The restrictions would not pertain to individuals purchasing six-packs and cases of beer at liquor sellers in the city, items intended to be drunk at someone’s home.

The cans and bottles, often referred to as “single shooters” or “single servings,” have led to intoxicated individuals in and by stores, as well as trash on neighbors’ lawns, in party-happy neighborhoods of the city. They also are blamed for panhandlers in front of stores trying to score their next drink in other neighborhoods.

“We have panhandlers out drinking in the streets,” Hopkins said of the issue. “It’s disappointing because people are not able to go into a convenience store because individuals are drinking right there.”

Sam Sanchez, second vice chairman of the Illinois Restaurant Association, said his organization is in support of the ban.

“When a person buys a single beer, we know he is not going home to drink it,” Sanchez said. “We keep seeing it.”

Sanchez said bars and restaurants do an excellent job keeping their single-serving purchasers inside their establishments and not allowing them to drink in public. Package goods single-servings are not monitored and patrolled as closely, Sanchez said.
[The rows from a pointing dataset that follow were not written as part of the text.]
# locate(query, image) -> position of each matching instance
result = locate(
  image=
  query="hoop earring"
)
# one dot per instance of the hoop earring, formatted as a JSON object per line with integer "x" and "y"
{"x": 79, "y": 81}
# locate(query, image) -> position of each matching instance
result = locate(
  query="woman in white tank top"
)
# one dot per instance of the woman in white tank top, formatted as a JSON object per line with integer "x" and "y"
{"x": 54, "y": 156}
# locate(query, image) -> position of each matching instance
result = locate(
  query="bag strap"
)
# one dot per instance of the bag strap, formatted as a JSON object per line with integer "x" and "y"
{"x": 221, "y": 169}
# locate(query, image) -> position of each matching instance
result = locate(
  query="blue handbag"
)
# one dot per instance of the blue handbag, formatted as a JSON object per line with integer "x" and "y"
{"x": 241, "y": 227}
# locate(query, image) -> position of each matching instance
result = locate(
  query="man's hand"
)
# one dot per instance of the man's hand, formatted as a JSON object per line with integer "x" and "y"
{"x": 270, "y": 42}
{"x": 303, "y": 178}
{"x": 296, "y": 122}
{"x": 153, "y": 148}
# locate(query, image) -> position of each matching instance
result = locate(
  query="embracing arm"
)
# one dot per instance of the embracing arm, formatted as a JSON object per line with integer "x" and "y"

Members of the City Council’s License and Consumer Protection Committee unanimously approved the restrictions last week. The proposal will now go before the full City Council on Sept. 6.

Liquor sellers would face fines of $200 to $1,000 per violation. City officials note that liquor license revocation or suspension would also be possible as a result of a violation.

Chicago Ald. Brian Hopkins (2nd Ward)

Shannon Trotter, local liquor control commissioner for the city, said instances will be judged on an individual basis.

“Generally, there will be discipline and license decisions based on the incident,” Trotter said. “It is not a case of three strikes and you are out.”

Dalka said he is in favor of the restrictions on single-sale alcohol, but fears that the legislation will be just another law on the city’s books.

“We have a lot of ordinances in the city, but not all of them are enforced,” Dalka said. “There must be a cost here.”

He said he regularly calls police now about unruly drinkers in the Lakeview neighborhood, but that it is only when he demands that a police sergeant be present that he gets any officers to show up.

Ald. Michael Scott Jr. (24th Ward) sees the move being an important ordinance for city residents.

“I’ve thought about a curfew (for alcohol sales) in the communities I serve,” Scott said. “There are a lot of bad actors on the package goods side.”

Agreeing with Dalka, the alderman said the city needs to be vigilant in instituting the single-sale restrictions.

“How do we enforce the laws on our books? How is the ban going to work in neighborhoods that might not be as amenable?” Scott asked.

Lawrence Foy, a senior citizen who lives near Addison and Halsted streets, said the restrictions would make it easier for seniors to get into their buildings late at night.

“Elders don’t turn into pumpkins at midnight,” Foy said. “We come home and there are people in the yards of senior citizens’ houses. People are on the corner standing with drink containers in their hands. It can be awkward for residents walking to their buildings.”

Ald. Michele Smith (43rd Ward) said her ward has a lot of newly engaged drinkers with DePaul University right there.

“We need the ordinance to protect homeowners from individuals overdrinking. Alcohol is well regulated by the hospitality industry,” Smith said. “I think it is an excellent ordinance.”